In its August 24 opinion in Rexam Beverage Can Co. v. Bolger, the Court affirmed an award of attorney’s fees based on a lease provision. The lease paragraph at issue was not a “prevailing party” fee-shifting provision but rather a pretty standard lessee indemnification provision. In it, the lessee agreed to indemnify lessor against all claims “by or in behalf of any person” arising from the occupation, use, etc. of the premises arising during the term of the lease – and against all cost and attorney fees incurred “in or about any such claim.” The Court applied this provision to award attorneys’ fees to the lessor in a suit brought by the lessor to require the lessee to make certain repairs to the premises before returning possession to the lessor. The Court rejected arguments that the provision only applied to third party claims and that it required the lessor to prevail on its claims.

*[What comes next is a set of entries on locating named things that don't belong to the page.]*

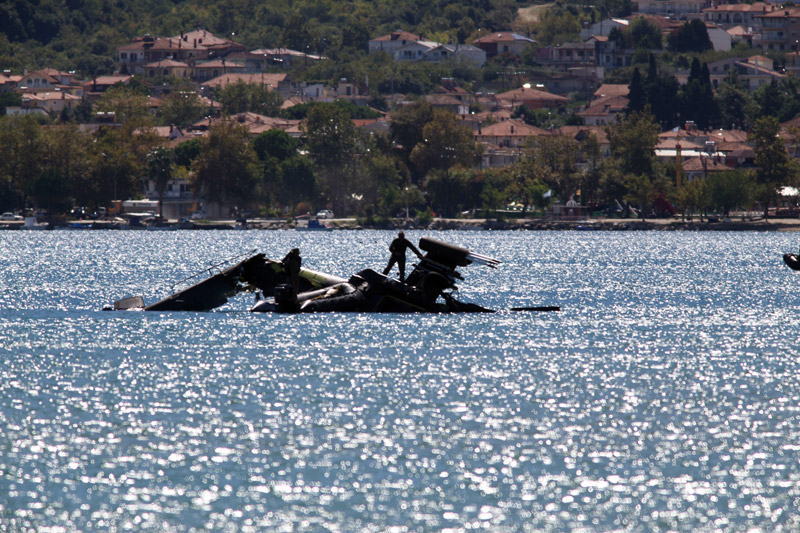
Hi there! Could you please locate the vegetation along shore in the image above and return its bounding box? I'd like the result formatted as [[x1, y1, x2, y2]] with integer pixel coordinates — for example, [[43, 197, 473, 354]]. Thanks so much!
[[0, 0, 800, 229]]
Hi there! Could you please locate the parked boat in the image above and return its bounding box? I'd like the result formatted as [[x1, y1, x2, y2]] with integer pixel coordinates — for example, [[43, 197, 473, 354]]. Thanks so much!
[[783, 254, 800, 270], [295, 218, 333, 231], [19, 217, 50, 231]]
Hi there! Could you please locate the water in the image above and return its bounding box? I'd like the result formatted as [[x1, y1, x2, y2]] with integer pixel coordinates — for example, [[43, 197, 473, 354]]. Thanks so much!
[[0, 231, 800, 531]]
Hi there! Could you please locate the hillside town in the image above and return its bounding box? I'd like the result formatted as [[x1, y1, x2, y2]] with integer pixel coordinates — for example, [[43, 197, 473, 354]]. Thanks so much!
[[0, 0, 800, 227]]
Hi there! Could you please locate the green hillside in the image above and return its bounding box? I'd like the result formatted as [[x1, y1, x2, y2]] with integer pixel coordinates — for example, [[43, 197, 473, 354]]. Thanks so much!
[[0, 0, 529, 75]]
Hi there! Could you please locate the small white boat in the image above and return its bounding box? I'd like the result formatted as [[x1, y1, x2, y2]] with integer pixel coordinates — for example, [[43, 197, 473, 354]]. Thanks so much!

Can this be correct? Although the lessor did prevail on part of its claim for repairs, the Court held that the plain and unambiguous language of the lease did not exclude claims between the parties and did not require success. What if the lessor brought an action for repairs and lost? Under the Court’s analysis, the lessee would have to pay the lessor’s attorneys’ fees. In fact, under the Court’s analysis, the lessee could never prevail in an action against the lessor because it indemnified the lessor against “all actions.”

It seems obvious that the reason the provision does not have a “prevailing party” or success requirement is because it is not meant to address actions between the parties. The lessee is required to indemnify the lessor, including fees, in any action by a third party, whether or not the lessor prevails. The lessor is basically saying: “If I get sued, you will handle it.” The problem is that the language of the lease does not specifically address the issue. The Court has, in the past, refused to read contracts in a way that would create a commercially unreasonable result – it should have done so here as well, in my opinion. (See here for a recent article on the New York courts’ treatment of the issue.)

The Court also affirmed the fee award under a second lease provision dealing with correcting events of default. Therefore, the case would have turned out the same had it rejected the indemnification argument - all the more reason not to go there.